Cyber Essentials is strongly recommended if your business:

✓Handles client or employee personal data (UK GDPR obligation to secure data)

✓Works with business clients who increasingly expect it as a condition of supply

✓Wants to demonstrate basic security hygiene to insurers (may reduce cyber insurance premiums)

✓Wants the discipline of a structured security review at least once a year

How to Apply for Cyber Essentials

1Choose a Cyber Essentials certification body: IASME, CREST, or a body listed on the NCSC website.
2Complete the self-assessment questionnaire: typically takes 1–3 hours for a small business.
3Submit for verification: the certification body reviews your answers.
4Address any gaps: if you do not meet a control, you have a limited time to fix it and resubmit.
5Receive your certificate: valid for 12 months. Your organisation is listed in the NCSC certification database.

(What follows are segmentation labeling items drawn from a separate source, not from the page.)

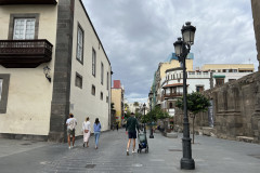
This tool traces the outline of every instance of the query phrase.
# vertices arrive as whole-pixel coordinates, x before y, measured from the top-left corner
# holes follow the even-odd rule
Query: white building
[[[212,68],[212,69],[211,69]],[[204,70],[186,72],[187,93],[202,92],[237,80],[253,71],[253,65],[205,65]],[[166,78],[160,83],[161,108],[174,116],[174,103],[183,95],[183,69],[166,70]]]
[[[0,0],[0,24],[1,136],[66,141],[69,112],[77,136],[86,117],[109,129],[112,67],[81,0]]]

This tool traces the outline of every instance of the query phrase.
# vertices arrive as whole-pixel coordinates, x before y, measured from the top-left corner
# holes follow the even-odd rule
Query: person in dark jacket
[[[131,139],[133,141],[132,154],[136,152],[135,151],[136,130],[139,131],[139,123],[136,118],[134,118],[134,114],[131,112],[131,117],[128,118],[126,125],[126,133],[128,134],[127,156],[129,156],[129,147],[131,145]]]

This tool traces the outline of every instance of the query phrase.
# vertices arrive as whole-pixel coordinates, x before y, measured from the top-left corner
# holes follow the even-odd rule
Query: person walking
[[[131,139],[133,141],[132,154],[136,152],[135,151],[136,130],[139,131],[139,123],[136,118],[134,118],[134,114],[131,112],[131,116],[128,118],[126,125],[126,133],[128,134],[127,156],[129,156],[129,147],[131,145]]]
[[[83,147],[89,147],[89,137],[91,132],[90,121],[89,117],[86,118],[86,121],[82,123],[82,130],[83,130]]]
[[[99,118],[96,118],[94,122],[95,149],[98,149],[99,147],[100,132],[101,132],[101,123]]]
[[[66,121],[67,125],[67,141],[68,141],[68,149],[74,147],[75,144],[75,128],[77,125],[77,120],[74,118],[73,114],[69,114],[69,118]],[[73,136],[73,146],[70,147],[70,136]]]

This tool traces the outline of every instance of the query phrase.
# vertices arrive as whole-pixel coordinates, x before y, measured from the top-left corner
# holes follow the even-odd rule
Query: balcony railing
[[[183,93],[178,92],[178,93],[169,93],[169,94],[162,94],[162,101],[167,97],[167,98],[174,98],[174,97],[180,97],[182,96]]]
[[[56,0],[0,0],[2,4],[56,4]]]
[[[0,65],[6,68],[35,68],[51,58],[48,40],[0,40]]]

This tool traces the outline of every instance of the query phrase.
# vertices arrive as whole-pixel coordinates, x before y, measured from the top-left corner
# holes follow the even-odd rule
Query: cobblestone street
[[[236,172],[258,173],[260,146],[243,142],[195,136],[194,171],[180,170],[182,158],[181,135],[167,138],[155,133],[148,139],[150,152],[126,155],[127,135],[123,130],[104,132],[100,148],[83,148],[81,139],[73,149],[67,144],[31,143],[28,141],[0,139],[1,173],[170,173],[170,172]]]

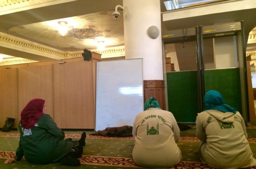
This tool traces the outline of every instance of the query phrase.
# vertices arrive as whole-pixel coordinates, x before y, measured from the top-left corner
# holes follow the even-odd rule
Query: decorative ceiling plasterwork
[[[254,28],[250,32],[247,44],[256,44],[256,27]],[[255,60],[256,59],[256,47],[255,47],[256,45],[253,46],[252,47],[247,47],[246,49],[246,56],[251,55],[251,59]]]
[[[54,50],[49,48],[47,48],[47,47],[42,47],[39,44],[38,45],[36,45],[35,43],[29,43],[28,42],[29,41],[28,41],[25,42],[25,40],[23,40],[22,39],[16,39],[14,38],[14,37],[11,37],[11,36],[9,36],[10,37],[5,36],[0,34],[0,42],[3,46],[11,46],[11,47],[14,49],[22,48],[24,51],[27,51],[28,52],[31,53],[37,53],[37,54],[41,53],[40,55],[41,56],[47,56],[49,58],[55,59],[63,59],[80,57],[82,56],[82,51],[80,51],[75,53],[64,53],[61,51]],[[121,56],[125,56],[124,46],[119,47],[117,49],[106,50],[101,51],[94,50],[92,50],[92,51],[101,54],[102,55],[102,58]],[[0,62],[0,66],[15,64],[34,62],[36,61],[27,59],[19,59],[14,60],[13,58],[11,58],[11,59],[4,59],[2,62]]]
[[[33,60],[30,59],[15,59],[14,60],[7,60],[4,62],[0,62],[0,66],[6,66],[12,64],[21,64],[23,63],[32,63],[33,62],[37,62],[38,61]]]

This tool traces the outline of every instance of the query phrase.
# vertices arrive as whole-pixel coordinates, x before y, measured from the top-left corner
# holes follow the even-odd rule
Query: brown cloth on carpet
[[[123,126],[118,127],[108,127],[103,130],[98,130],[91,136],[102,135],[107,137],[132,137],[133,127]]]

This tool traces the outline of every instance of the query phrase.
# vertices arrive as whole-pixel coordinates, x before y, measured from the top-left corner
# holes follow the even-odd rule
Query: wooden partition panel
[[[14,128],[18,122],[17,69],[0,70],[0,128],[7,117],[15,119]]]
[[[47,113],[53,118],[52,64],[20,68],[18,72],[19,119],[27,102],[36,98],[45,100]]]
[[[93,61],[54,64],[54,119],[62,129],[94,129]]]

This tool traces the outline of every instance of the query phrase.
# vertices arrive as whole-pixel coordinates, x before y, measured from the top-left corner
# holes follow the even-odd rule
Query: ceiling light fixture
[[[103,40],[98,41],[98,49],[100,51],[103,51],[105,49],[105,42]]]
[[[59,32],[62,36],[65,36],[65,35],[69,31],[69,27],[68,27],[68,22],[66,21],[59,21],[58,30]]]

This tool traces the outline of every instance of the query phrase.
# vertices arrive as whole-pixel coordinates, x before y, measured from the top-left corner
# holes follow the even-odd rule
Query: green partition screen
[[[167,73],[169,111],[178,122],[194,122],[199,113],[196,71]],[[219,91],[225,103],[241,111],[239,68],[205,71],[206,91]]]
[[[205,71],[206,92],[216,90],[224,102],[242,112],[239,68],[207,70]]]
[[[168,110],[178,122],[194,122],[198,113],[196,71],[167,73]]]

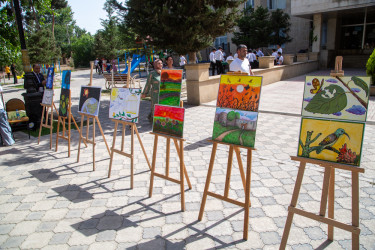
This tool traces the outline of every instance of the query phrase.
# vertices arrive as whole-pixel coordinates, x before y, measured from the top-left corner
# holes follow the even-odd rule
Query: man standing
[[[215,52],[216,52],[216,49],[213,48],[210,53],[210,66],[211,66],[211,72],[213,76],[215,75],[215,68],[216,68]]]
[[[251,66],[249,60],[247,60],[247,47],[244,44],[240,44],[237,47],[238,57],[233,60],[229,65],[229,70],[234,72],[247,73],[249,75],[254,75],[251,71]]]

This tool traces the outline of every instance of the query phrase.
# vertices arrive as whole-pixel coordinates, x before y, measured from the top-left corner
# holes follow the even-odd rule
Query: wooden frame
[[[125,157],[130,158],[130,188],[133,189],[133,184],[134,184],[134,132],[138,137],[139,144],[141,145],[143,154],[145,155],[147,164],[149,169],[151,170],[151,164],[150,161],[148,160],[145,148],[143,147],[143,143],[141,140],[141,137],[139,136],[138,129],[137,129],[137,124],[134,122],[127,122],[127,121],[121,121],[117,119],[111,119],[113,122],[115,122],[115,130],[113,132],[113,141],[112,141],[112,148],[111,148],[111,155],[110,155],[110,161],[109,161],[109,169],[108,169],[108,178],[111,177],[111,169],[112,169],[112,162],[113,162],[113,155],[114,153],[118,153],[120,155],[123,155]],[[121,150],[115,149],[116,146],[116,134],[117,134],[117,128],[118,125],[122,124],[122,139],[121,139]],[[125,139],[125,128],[126,125],[130,126],[131,130],[131,146],[130,146],[130,154],[124,152],[124,139]]]
[[[186,182],[189,186],[189,189],[191,189],[191,183],[189,180],[189,176],[185,167],[184,163],[184,141],[185,139],[177,138],[169,135],[159,134],[159,133],[151,133],[155,135],[154,139],[154,150],[152,154],[152,168],[151,168],[151,177],[150,177],[150,190],[149,190],[149,197],[152,197],[152,189],[154,185],[154,176],[157,176],[159,178],[163,178],[167,181],[171,181],[177,184],[180,184],[180,192],[181,192],[181,211],[185,211],[185,189],[184,189],[184,178],[186,178]],[[156,152],[158,147],[158,139],[159,136],[165,137],[167,139],[167,149],[166,149],[166,168],[165,168],[165,175],[159,174],[155,172],[155,165],[156,165]],[[174,145],[176,147],[176,151],[178,154],[178,157],[180,158],[180,180],[174,179],[169,177],[169,156],[170,156],[170,145],[171,140],[173,140]],[[178,141],[180,143],[178,143]]]
[[[299,161],[299,170],[297,174],[296,183],[293,190],[292,201],[288,208],[288,217],[285,223],[284,233],[280,244],[280,249],[285,249],[288,241],[290,228],[292,226],[294,214],[299,214],[306,218],[316,220],[328,225],[328,240],[333,240],[334,227],[341,228],[352,233],[352,249],[359,249],[359,173],[364,173],[365,170],[359,167],[351,167],[339,163],[331,163],[321,160],[308,159],[303,157],[292,156],[292,160]],[[301,189],[303,175],[305,173],[306,163],[316,164],[324,167],[324,179],[322,196],[320,201],[320,211],[318,214],[306,212],[302,209],[296,208],[298,196]],[[348,225],[334,219],[334,204],[335,204],[335,169],[342,169],[352,173],[352,225]],[[328,202],[328,217],[326,217]]]
[[[217,198],[219,200],[226,201],[226,202],[235,204],[237,206],[243,207],[245,209],[243,239],[247,240],[247,238],[248,238],[248,228],[249,228],[249,208],[251,206],[251,203],[250,203],[251,159],[252,159],[252,151],[255,150],[255,149],[249,148],[249,147],[244,147],[244,146],[237,146],[237,145],[219,142],[219,141],[209,140],[209,142],[212,142],[214,145],[212,147],[210,165],[209,165],[209,168],[208,168],[207,179],[206,179],[206,184],[205,184],[205,187],[204,187],[204,193],[203,193],[203,197],[202,197],[201,208],[199,210],[198,220],[201,221],[202,218],[203,218],[203,212],[204,212],[204,207],[206,205],[207,195],[212,196],[214,198]],[[212,175],[212,170],[213,170],[213,167],[214,167],[215,155],[216,155],[216,150],[217,150],[218,144],[229,146],[229,157],[228,157],[228,165],[227,165],[227,174],[226,174],[226,180],[225,180],[224,195],[216,194],[216,193],[210,192],[208,190],[209,186],[210,186],[211,175]],[[244,149],[247,150],[246,177],[245,177],[245,172],[244,172],[244,169],[243,169],[240,148],[244,148]],[[236,153],[238,167],[239,167],[241,179],[242,179],[242,185],[243,185],[243,188],[245,190],[245,202],[240,202],[240,201],[237,201],[237,200],[234,200],[234,199],[228,197],[229,187],[230,187],[230,178],[231,178],[231,173],[232,173],[233,152]]]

Check your Cyber Essentials readiness, free

Cyber Nova AI maps your security tasks to all five Cyber Essentials controls and shows you exactly where you stand. Start your free security check today.

Check my Cyber Essentials readiness →

Related guides

What Is Phishing?

Phishing attacks are one of the main threats Cyber Essentials defends against.

UK GDPR Guide for Small Businesses

Cyber Essentials supports your GDPR security obligations.

Frequently asked questions

Is Cyber Essentials mandatory in the UK?

Cyber Essentials is mandatory for UK government contracts that involve handling sensitive information or personal data. It is also required for certain MoD and NHS supply chain contracts. For private sector businesses, it is voluntary, but increasingly expected by larger clients as a condition of supply.

What is the difference between Cyber Essentials and Cyber Essentials Plus?

Cyber Essentials is a self-assessed questionnaire verified by a certification body. Cyber Essentials Plus adds a technical hands-on audit: a qualified assessor tests your systems against the same five controls. Cyber Essentials Plus costs more (typically £1,500–£5,000+) but carries greater weight with clients and government departments.

How much does Cyber Essentials cost?

Cyber Essentials self-assessment costs £300+VAT for organisations with up to 99 staff. Larger organisations pay more. Cyber Essentials Plus adds a technical audit on top, typically £1,500–£5,000 depending on the size and complexity of your infrastructure.

How long does Cyber Essentials take?

The self-assessment questionnaire takes 1–3 hours to complete. Implementing the required controls takes most small businesses 1–4 weeks, depending on how mature their security already is. Once submitted, certification is typically granted within a few working days if you pass.